= Vin gris =

Type of wine

Vin gris (/fr/), also called grey wine, is a variant of rosé wine made from red grapes, in particular Pinot noir and Pinot gris. Pinot noir is a black grape, but can also be used to make rosé or white wine. When the grapes are brought to the winery and crushed, the juice is run off and removed from contact with the skin, leaving the color and flavor compounds from the skin behind. The juice is then typically fermented in stainless steel tanks before being bottled shortly after, without any aging in oak barrels.

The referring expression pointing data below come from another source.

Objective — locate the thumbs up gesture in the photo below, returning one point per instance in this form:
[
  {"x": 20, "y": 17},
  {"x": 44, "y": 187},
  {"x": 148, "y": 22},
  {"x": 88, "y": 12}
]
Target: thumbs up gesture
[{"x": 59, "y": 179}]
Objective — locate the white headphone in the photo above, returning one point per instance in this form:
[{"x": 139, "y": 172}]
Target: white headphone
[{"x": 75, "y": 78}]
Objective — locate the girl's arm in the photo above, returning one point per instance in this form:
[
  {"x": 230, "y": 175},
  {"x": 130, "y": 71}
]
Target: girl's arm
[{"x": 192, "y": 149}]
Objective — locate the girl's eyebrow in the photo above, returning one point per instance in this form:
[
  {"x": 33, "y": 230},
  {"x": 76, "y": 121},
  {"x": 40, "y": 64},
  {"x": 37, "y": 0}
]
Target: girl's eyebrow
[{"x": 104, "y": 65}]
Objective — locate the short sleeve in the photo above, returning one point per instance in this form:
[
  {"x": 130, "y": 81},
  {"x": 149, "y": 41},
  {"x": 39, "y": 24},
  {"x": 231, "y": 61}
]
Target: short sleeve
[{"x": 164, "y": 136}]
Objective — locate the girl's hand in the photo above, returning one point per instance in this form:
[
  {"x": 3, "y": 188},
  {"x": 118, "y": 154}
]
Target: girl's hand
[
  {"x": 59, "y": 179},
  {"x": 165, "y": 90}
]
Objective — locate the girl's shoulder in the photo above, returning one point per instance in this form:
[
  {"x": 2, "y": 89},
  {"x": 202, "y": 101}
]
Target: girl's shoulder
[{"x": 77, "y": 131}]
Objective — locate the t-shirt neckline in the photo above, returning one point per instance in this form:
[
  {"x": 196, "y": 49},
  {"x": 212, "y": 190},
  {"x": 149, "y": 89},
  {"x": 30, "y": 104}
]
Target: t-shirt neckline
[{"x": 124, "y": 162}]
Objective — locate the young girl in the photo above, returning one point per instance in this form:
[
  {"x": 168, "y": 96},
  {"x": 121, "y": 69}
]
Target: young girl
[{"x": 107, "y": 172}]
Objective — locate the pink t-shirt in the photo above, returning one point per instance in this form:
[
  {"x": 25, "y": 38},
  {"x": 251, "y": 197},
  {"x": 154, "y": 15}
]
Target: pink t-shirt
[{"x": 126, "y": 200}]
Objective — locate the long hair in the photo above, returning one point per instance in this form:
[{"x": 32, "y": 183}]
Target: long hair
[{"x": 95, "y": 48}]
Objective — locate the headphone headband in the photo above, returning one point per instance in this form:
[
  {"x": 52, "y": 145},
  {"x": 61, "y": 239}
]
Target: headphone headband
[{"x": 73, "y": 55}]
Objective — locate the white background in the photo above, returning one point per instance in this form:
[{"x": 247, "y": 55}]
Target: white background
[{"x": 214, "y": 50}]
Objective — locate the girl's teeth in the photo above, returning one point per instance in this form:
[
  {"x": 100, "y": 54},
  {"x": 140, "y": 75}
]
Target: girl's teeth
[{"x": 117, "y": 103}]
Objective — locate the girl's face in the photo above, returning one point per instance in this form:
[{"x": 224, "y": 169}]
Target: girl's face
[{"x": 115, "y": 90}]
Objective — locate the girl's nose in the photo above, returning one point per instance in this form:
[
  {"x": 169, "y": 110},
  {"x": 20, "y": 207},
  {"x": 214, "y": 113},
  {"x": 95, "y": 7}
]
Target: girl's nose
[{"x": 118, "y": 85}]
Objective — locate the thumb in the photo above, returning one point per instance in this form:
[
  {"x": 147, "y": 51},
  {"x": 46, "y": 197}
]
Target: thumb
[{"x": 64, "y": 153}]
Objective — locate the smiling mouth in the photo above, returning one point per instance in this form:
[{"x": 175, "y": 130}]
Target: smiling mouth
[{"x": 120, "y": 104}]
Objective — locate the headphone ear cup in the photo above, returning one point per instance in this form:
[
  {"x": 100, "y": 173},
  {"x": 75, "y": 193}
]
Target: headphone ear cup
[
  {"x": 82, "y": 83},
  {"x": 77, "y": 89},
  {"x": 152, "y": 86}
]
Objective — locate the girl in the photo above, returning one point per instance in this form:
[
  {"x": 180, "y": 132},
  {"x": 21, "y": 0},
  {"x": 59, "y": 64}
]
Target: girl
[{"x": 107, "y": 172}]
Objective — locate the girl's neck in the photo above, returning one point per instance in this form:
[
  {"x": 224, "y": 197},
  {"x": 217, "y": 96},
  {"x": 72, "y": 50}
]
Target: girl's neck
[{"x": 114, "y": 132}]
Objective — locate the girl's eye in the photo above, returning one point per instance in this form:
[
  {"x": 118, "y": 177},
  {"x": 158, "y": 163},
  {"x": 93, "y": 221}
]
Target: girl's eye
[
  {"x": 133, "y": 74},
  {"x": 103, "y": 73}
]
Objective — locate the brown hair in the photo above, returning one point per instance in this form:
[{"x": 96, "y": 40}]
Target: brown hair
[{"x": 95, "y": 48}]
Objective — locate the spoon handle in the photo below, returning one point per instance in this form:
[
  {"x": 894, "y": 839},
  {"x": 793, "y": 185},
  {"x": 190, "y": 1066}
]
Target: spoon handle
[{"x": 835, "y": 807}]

Producing a small volume of vin gris (or rosé) can also be used as a technique to improve Pinot noir. Removing some clear juice increases the concentration of colors and flavor compounds from the skins in the remaining juice intended for making red wine; the resulting rosé is known as a saignée (bled).

==Grape varieties==
Another grape used to produce vin gris is Gamay, particularly in Lorraine, where the Côtes de Toul zone produces a light vin gris. The vinification is the same as with Pinot noir (short contact of the white juice with the red skins during the pressing), but the fruity flavor of Gamay greatly changes the taste of the wine.

Champagne is often made using this process, when it is known as blanc de noirs.

The Moschofilero, an indigenous grape of Arcadia, Greece, is a grape with pink-to-purple skin and white flesh, and makes blanc de gris wines of the Mantineia appellation of origin.